Translate

28 Eylül 2012 Cuma

1395.bölüm..


orhan-- aynadan arkaya bak..

irem-- (gözlerimi kısıp,baktım aynaya.. tarlanın başında.. ziya,ergün,ali, suat bey,sami bey.. adlarını bilmediğim ama misafirlerden on erkek daha var..
ay tuğrul abimde gelmiş.. aa,zekeriya ile kaan da var..hüseyinle konuşuyorlar..  gözlerim doldu )
inanamıyorum ,bu işçiler sıcaktan bayılırlar..alışık değiller ki..  birde,damat mı ayıltacağız..

orhan-- elebaşı o.. dopingli gibi.. yerinde duramıyor.. gece ne olduysa artık.. morali yerinde..

irem-- (gülerek ) kimbilir.. sen geri hizmetinde görev al,orhan abi.. menekşe kocama ne yaptın demesin..
orhan-- hah hah hah.. seni almaya geldim ben..

ziya çıkıverdi yanıma
ziya-- görevi teslim almaya geldim,in aşağıya..git,dinlen.. öğlene  kadar taze kuvvet getirdim sana..
hadiii.. işim gücüm var.. evleneceğim daha..
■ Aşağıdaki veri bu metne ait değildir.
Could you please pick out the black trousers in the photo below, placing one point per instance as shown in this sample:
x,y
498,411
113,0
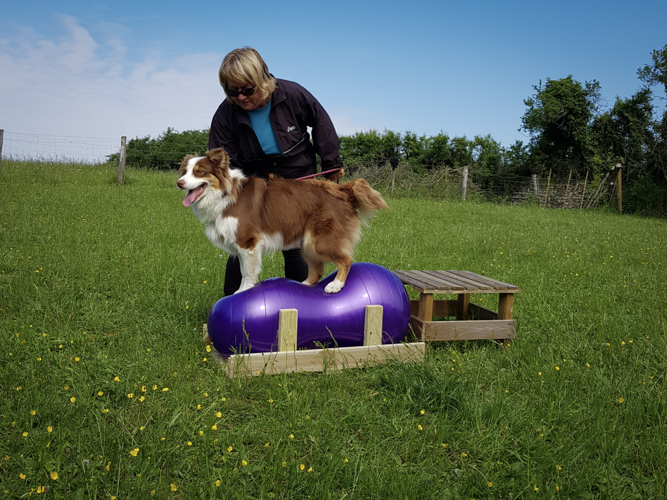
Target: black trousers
x,y
295,269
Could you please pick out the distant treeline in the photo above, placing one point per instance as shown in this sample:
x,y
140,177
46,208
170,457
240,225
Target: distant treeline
x,y
568,135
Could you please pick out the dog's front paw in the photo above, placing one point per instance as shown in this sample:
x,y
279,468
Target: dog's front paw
x,y
334,287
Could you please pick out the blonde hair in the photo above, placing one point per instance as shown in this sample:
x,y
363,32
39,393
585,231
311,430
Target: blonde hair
x,y
247,67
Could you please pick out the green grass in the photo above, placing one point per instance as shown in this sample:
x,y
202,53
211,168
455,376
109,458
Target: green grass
x,y
104,290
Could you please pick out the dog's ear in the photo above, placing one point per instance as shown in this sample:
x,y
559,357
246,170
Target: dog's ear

orhan--irem-- hah hah hah..

irem-- sen çok yaşa ziya..güldürdün beni... sen,iyisin.. zuhal nasıl..
ziya--(gülerek,kısık sesle ) ne dememi bekliyorsun,bilmem.. kendisine sorarsın .. kuaföre götürdüm..

irem-- öğlen işçileri yemeğe getir.. allah gönlünün muradını versin.. ama çocuklu kadından kurtulacağını sanıyorsan..
ziya-- hah hah hah.. aminn.. kadın ordusu getirsen de,hükmü kalmadı..

inip.. arkadakilere el salladım.. ziya da yerleşti yerine..

irem-- kullanmayı biliyor musun..
ziya-- küp peyniri çıkarmayı ,bunu kullanmayı  ve birkaç şeyi daha iyi bilirim.. irem hanım..

dedi hareket etti.. bende orhan abinin yanına oturdum..

*********


çiftliğe geldik.. telaşe,koşturmaca burada da devam ediyor..  yemek kokuları ,duman..birbirine karışmış..  masalar hazırlanıyor.. saat onbir olmuş..

kamyondan indik..
orhan abi.. kasaya vurdu.. bir adam atladı aşağıya.. şöförmüş.. bindi,geri gitti..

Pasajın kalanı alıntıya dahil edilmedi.